Saturday, March 03, 2018

Update To A Start On A Catalog Of Switch Point Patterns Of High Co-Dimension

I have been looking at patterns of switch points. A pattern is a configuration of switch points helpful for perturbation analysis for the choice of technique. I am curious how the switch points and the wage curves along the wage frontier can alter with parameters, in a model of the production of commodities. Such a parameter can be a coefficient of production; time, where a number of parameters are functions of time; or the markup in an industry or a number of industries. A normal form exists for each pattern. The normal form describes how the techniques and switch points along the frontier vary with a selected parameter value. Each pattern is defined by the equality of wage curves at a switch point and one or more additional conditions. The co-dimension of a pattern is the number of additional conditions.

I claim that local patterns of co-dimension one, with a switch point at a non-negative, feasible rate of profits can be described by four normal forms. I have defined these patterns as a pattern over the axis for the rate of profits, a pattern across the wage axis, a three-technique pattern, and a reswitching pattern. This post is an update, and continues to examine global patterns, local patterns with a co-dimension higher than unity, and sequences of local patterns. Some examples are:

  • A switch point that is simultaneously a pattern across the wage axis and a reswitching pattern (a case of a real Wicksell effect of zero). This illustrates a pattern of co-dimension two.
  • A reswitching example with one switch point being a pattern across the wage axis (another case of a real Wicksell effect of zero). This is a global pattern.
  • An example with a pattern across the wage axis and a pattern over the axis for the rate of profits. This is a global pattern.
  • A pattern like the above, but with both switch points being defined by intersections of wage curves for the same two techniques. This is a global pattern.
  • Two switch points, with both being reswitching patterns, can be found from a partition of a parameter space where two loci for reswitching patterns intersect. This gestures towards a global pattern.
  • A pattern across the point where the rate of profits is negative one hundred percent, combined with a switch point, for the same techniques, with a positive rate of profits (of interest for the reverse substitution of labor). This is a global pattern.
  • An example where every point on the frontier is a switch point. This is a global pattern of an uncountably infinite co-dimension.
  • Speculation on three sequences of patterns of co-dimension one that result in one technique replacing another, in an intermediate range of the rate of profits, along the wage frontier.
  • A switch point for a four-technique pattern (due to Salvadori and Steedman). This is a local pattern of co-dimension two.
  • Further analysis of the above example.
  • An example of a four-technique pattern in a model with three produced commodities. This local pattern of co-dimension two results in one technique replacing another, in an intermediate range of the rate of profits, along the wage frontier.
  • Further analysis of the above example. Two normal forms are identified for four-technique patterns.

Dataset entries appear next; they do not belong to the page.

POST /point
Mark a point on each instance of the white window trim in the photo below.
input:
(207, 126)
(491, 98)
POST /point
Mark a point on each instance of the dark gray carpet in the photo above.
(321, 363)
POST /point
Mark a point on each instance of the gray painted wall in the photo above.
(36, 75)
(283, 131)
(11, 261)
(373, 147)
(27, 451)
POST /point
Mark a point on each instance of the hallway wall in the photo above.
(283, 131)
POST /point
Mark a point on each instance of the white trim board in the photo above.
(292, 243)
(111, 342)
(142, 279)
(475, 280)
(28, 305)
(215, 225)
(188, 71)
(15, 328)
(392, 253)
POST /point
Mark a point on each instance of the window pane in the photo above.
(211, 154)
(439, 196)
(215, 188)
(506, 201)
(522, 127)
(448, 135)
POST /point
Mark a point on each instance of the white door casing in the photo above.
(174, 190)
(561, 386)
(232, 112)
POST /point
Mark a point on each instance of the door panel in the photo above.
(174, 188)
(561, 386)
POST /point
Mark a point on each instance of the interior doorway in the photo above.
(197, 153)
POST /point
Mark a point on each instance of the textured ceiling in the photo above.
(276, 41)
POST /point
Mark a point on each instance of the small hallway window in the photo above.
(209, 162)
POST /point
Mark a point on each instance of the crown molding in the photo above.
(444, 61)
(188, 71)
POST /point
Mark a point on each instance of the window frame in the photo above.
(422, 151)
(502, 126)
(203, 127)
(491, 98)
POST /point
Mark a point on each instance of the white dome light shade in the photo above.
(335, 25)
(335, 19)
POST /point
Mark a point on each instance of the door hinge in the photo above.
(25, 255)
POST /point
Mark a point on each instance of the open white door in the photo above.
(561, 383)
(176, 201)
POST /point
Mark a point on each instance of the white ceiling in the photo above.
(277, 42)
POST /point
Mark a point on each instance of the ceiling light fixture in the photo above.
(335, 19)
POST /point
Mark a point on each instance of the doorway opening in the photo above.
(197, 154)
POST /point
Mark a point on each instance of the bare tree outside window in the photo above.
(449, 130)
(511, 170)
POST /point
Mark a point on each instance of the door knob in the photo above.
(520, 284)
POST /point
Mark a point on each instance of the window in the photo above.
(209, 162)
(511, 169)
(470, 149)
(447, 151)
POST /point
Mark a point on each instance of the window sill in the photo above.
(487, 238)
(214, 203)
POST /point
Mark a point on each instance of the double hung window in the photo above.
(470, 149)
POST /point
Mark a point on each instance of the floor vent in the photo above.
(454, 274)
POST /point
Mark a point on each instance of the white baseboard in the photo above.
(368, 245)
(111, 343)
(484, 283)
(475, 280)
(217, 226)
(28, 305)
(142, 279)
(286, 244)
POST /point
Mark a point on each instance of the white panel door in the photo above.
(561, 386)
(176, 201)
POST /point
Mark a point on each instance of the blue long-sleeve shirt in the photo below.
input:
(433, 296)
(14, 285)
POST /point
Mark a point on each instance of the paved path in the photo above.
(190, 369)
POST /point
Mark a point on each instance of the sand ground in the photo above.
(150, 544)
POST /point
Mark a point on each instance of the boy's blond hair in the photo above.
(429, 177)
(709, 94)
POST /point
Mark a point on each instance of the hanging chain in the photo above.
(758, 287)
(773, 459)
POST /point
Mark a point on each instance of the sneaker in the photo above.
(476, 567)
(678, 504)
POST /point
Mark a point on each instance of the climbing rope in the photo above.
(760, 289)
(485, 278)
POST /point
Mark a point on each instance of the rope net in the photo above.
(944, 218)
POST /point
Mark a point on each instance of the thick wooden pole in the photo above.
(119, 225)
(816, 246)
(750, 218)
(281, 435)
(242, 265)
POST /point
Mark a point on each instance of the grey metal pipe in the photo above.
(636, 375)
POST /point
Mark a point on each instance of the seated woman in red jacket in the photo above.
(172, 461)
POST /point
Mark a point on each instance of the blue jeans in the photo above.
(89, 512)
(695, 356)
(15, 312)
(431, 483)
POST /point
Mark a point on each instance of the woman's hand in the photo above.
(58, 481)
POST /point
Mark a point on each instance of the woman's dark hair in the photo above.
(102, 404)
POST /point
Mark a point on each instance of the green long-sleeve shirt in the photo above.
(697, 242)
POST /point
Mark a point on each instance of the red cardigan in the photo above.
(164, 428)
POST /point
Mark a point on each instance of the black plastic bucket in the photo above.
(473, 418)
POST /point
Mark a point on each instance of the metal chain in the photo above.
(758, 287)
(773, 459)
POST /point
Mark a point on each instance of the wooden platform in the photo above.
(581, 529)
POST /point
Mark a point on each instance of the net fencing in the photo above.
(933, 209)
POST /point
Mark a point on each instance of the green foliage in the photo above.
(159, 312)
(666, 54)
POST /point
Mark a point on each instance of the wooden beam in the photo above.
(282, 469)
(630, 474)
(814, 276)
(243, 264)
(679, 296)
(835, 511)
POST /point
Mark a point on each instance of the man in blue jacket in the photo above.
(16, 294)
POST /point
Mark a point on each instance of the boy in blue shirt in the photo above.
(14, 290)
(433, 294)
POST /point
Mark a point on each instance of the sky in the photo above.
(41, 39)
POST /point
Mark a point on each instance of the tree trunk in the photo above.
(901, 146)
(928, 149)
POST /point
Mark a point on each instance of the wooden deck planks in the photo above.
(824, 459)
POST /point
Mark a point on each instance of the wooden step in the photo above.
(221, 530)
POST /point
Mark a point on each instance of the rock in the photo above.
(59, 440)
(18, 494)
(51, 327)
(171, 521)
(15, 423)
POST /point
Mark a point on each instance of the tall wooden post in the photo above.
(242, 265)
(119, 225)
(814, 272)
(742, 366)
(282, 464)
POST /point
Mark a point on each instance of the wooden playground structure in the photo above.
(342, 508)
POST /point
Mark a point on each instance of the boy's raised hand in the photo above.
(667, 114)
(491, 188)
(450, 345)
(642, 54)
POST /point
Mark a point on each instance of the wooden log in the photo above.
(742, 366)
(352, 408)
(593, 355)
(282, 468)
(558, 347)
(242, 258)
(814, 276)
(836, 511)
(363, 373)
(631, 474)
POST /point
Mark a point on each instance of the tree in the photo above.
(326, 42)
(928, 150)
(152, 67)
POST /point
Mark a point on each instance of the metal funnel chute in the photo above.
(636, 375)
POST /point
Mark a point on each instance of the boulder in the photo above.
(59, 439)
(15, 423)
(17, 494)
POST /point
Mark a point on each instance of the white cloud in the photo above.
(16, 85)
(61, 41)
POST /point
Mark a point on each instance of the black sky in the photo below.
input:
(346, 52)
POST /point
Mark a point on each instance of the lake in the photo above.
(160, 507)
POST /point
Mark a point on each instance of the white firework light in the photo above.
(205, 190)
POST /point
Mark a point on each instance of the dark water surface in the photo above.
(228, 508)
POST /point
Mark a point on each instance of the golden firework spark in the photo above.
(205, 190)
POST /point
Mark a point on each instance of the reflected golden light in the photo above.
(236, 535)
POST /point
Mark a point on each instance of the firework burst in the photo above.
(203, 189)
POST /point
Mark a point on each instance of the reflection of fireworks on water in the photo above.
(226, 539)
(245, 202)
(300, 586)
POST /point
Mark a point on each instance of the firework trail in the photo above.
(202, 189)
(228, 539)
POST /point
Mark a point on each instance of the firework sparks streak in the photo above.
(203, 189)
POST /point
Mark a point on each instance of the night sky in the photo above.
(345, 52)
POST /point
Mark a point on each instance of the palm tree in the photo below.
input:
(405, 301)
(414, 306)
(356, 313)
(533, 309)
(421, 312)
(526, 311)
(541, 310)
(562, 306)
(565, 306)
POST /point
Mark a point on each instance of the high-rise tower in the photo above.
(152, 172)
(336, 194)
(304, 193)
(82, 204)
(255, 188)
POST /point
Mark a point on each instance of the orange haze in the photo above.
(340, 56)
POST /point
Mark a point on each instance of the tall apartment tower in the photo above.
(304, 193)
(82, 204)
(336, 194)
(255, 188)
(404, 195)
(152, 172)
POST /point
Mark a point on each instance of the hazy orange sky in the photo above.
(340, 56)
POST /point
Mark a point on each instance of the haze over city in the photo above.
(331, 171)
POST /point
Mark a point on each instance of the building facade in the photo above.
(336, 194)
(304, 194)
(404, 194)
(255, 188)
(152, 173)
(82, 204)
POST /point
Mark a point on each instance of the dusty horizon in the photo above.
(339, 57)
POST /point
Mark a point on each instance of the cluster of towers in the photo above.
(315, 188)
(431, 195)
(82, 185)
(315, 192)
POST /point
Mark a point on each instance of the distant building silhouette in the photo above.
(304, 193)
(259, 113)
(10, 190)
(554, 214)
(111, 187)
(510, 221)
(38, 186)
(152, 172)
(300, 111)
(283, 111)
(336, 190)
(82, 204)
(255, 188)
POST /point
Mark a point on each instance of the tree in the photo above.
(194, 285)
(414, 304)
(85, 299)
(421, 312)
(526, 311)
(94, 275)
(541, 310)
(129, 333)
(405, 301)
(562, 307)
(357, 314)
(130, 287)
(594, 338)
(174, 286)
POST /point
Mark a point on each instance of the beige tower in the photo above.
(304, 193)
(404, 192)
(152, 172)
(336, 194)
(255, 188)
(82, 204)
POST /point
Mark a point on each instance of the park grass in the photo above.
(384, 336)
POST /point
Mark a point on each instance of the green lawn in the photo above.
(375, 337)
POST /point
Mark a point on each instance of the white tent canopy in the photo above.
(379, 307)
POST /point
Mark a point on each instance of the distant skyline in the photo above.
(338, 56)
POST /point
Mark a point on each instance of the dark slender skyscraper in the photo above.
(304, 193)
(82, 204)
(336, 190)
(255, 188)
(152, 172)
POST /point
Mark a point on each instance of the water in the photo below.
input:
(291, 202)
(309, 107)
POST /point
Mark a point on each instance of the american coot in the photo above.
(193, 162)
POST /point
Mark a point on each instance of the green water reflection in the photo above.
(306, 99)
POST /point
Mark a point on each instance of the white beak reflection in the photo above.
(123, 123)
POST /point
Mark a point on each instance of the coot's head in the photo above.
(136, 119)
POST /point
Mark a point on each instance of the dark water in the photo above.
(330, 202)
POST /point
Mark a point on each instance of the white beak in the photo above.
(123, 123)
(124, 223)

The above list is not complete. More types of fluke switch points exist. Some, like the examples of a real Wicksell effect of zero, I thought, should be of interest for themselves to economists. Others show examples of parameters where the appearance of the wage frontier, at least, changes with perturbations of the parameters. I have used these patterns to tell stories about how technical change or a change in markups (that is, structural economic dynamics) can result in reswitching, capital reversing, or the reverse substitution of labor appearing on or disappearing from the wage frontier.

I would like to see that in at least some cases, short run dynamics changes qualitatively with such perturbations. But this seems to be beyond my capabilities.

2 comments:

Sturai said...

On Parameters.

https://www.aeaweb.org/conference/2018/preliminary/1860?q=eNqrVipOLS7OzM8LqSxIVbKqhnGVrJQMlWp1lBKLi_OTgRwlHaWS1KJcXAgrJbESJK9rBhLNzE2FiJZlppaDTCgqKFwwCpgagLQXJKaDZI2UagG_cx6p

Robert Vienneau said...

Thanks. Last weekend I finally downloaded the paper you previously recommended about Cobb-Douglas production functions in a long period analysis. My initial impression is that it was more general than my blog posts, and the math was more elegantly expressed.